Sometimes the old staples really are the best choices for products around the house. My grandmother always had a spray bottle of vinegar that she kept for “this and that.” Then today’s “wonder” products surfaced on the market, and they are promoted to clean, shine, disinfect, remove stains and generally do everything better. The trouble is they are all chemical-based and you need a different product for each use.
With the emphasis shifting back to a greener environment, vinegar is making a comeback. Not only is it versatile and natural, it is also inexpensive. Derived from any fruit or substance containing sugar, vinegar is made in a two-step process. The first is the alcoholic fermentation that occurs when yeasts change natural sugars to alcohol. The second step is when bacteria converts the alcohol to acid.

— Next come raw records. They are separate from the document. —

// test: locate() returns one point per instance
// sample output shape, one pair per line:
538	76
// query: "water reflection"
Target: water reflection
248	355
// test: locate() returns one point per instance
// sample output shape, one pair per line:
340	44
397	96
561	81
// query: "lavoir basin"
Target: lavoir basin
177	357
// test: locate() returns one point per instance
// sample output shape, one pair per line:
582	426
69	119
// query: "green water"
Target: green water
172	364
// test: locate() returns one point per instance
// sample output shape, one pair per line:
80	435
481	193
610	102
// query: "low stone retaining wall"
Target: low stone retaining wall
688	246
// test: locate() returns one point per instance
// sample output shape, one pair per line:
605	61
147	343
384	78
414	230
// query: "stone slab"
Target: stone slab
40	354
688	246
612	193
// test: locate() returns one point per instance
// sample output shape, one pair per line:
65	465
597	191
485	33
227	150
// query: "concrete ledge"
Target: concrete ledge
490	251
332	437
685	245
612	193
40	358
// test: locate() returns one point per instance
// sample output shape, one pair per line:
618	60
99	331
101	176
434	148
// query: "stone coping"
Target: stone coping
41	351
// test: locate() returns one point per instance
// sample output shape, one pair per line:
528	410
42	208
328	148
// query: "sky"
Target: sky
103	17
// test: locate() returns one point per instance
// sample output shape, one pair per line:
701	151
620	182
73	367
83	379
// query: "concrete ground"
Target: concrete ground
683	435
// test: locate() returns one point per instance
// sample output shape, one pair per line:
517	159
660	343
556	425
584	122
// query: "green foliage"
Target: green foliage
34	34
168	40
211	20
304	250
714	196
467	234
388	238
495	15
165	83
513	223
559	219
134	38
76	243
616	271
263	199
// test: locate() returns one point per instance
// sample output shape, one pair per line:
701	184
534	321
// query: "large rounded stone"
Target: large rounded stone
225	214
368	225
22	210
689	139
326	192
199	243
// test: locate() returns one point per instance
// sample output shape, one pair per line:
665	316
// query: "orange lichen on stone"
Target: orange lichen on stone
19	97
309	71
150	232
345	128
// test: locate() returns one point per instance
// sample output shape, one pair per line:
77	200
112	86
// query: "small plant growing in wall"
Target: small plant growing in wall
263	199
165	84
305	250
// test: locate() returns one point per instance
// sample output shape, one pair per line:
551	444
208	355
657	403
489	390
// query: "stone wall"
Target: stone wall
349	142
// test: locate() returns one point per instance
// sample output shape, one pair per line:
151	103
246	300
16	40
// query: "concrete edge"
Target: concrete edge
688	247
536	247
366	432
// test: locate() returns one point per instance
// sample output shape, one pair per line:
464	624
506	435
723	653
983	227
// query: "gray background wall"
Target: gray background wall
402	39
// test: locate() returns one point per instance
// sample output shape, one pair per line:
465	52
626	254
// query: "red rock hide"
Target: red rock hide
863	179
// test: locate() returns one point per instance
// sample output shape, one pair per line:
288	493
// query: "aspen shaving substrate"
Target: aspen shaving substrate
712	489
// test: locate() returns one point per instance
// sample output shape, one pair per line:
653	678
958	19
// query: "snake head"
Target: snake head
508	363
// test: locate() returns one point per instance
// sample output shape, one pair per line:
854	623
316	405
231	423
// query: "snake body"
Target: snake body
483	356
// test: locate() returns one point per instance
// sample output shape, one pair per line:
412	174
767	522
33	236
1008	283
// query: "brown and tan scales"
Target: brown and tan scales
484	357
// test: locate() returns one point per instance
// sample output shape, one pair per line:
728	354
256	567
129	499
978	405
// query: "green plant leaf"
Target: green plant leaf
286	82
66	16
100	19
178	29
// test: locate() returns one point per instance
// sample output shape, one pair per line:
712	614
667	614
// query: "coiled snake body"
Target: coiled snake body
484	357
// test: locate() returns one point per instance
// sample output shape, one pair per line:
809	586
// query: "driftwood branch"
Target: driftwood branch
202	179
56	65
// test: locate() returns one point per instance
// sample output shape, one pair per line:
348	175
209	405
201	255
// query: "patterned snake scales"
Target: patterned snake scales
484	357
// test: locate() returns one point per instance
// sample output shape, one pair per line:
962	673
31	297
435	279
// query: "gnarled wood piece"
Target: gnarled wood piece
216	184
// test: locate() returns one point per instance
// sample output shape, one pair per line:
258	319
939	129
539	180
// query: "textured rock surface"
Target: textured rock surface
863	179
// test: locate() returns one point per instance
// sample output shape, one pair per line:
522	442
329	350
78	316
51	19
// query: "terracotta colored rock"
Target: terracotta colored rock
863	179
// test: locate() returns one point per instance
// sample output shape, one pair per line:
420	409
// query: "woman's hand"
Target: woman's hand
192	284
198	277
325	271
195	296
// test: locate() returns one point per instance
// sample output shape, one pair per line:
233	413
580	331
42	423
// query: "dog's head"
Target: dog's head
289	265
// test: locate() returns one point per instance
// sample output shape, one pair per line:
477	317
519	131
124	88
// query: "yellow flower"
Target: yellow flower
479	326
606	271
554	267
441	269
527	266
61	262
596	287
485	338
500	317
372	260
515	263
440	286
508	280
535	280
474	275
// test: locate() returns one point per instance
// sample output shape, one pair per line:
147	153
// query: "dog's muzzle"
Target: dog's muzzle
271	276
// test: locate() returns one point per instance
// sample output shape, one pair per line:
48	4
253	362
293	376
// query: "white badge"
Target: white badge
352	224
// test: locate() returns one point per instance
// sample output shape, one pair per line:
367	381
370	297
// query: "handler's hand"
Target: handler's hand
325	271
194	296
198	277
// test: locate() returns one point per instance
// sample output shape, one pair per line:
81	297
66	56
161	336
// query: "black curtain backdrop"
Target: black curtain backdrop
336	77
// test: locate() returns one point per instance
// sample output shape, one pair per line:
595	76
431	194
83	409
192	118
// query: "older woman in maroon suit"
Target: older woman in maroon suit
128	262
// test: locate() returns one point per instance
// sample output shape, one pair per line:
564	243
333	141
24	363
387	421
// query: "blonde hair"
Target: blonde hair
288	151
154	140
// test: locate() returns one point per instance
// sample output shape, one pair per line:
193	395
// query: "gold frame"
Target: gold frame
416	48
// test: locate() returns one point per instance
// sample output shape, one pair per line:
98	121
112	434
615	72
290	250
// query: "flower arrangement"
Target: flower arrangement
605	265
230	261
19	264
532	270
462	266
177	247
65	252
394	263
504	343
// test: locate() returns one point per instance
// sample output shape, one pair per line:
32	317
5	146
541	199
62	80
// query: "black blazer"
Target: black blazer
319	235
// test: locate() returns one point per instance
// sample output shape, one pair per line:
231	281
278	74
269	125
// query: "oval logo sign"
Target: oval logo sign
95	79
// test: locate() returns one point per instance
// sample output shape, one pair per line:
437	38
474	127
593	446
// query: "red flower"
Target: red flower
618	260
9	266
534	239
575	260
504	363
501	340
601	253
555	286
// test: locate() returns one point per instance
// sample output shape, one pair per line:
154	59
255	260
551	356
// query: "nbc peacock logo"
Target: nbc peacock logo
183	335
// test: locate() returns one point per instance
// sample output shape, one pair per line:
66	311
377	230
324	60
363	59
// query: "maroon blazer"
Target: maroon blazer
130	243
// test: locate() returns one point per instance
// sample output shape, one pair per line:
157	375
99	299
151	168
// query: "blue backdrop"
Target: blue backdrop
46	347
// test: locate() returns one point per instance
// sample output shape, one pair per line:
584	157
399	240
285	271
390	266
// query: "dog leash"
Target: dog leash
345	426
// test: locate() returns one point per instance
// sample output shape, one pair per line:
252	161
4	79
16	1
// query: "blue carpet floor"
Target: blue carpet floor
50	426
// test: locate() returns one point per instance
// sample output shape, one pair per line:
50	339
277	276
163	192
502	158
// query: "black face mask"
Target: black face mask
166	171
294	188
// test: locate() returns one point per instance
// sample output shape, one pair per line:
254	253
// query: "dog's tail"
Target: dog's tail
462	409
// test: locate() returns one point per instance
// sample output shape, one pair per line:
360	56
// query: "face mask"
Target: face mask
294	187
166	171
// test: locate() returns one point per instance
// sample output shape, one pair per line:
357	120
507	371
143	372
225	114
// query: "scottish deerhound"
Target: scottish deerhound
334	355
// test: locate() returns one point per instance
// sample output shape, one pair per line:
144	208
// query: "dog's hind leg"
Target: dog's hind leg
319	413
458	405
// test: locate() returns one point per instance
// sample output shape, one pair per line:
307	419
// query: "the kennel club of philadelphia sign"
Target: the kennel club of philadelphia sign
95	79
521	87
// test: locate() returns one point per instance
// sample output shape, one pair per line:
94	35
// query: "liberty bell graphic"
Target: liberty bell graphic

Proper bacteria and timing is the key to the whole process.
Whether it is white, apple cider or balsamic, vinegar is a natural disinfectant and has antimicrobial properties. When used as a cleaner it eliminates 99% of bacteria, kills 98% of microbes, destroys 82% of molds and makes 80% germs vanish. It is non-toxic, biodegradable and cheap.
About this time I can hear the counter-argument that bleach is also an effective germ killer. True, but unlike vinegar, bleach is bad for the planet and hard on lungs. When bleach is manufactured it releases cancer-causing dioxin and brain-damaging mercury into the air. My cousin was using bleach to scrub stains from the driveway before sealing it and some soaked through her jeans on her knees. Even though she immediately washed it off, she ended up with severe chemical burns.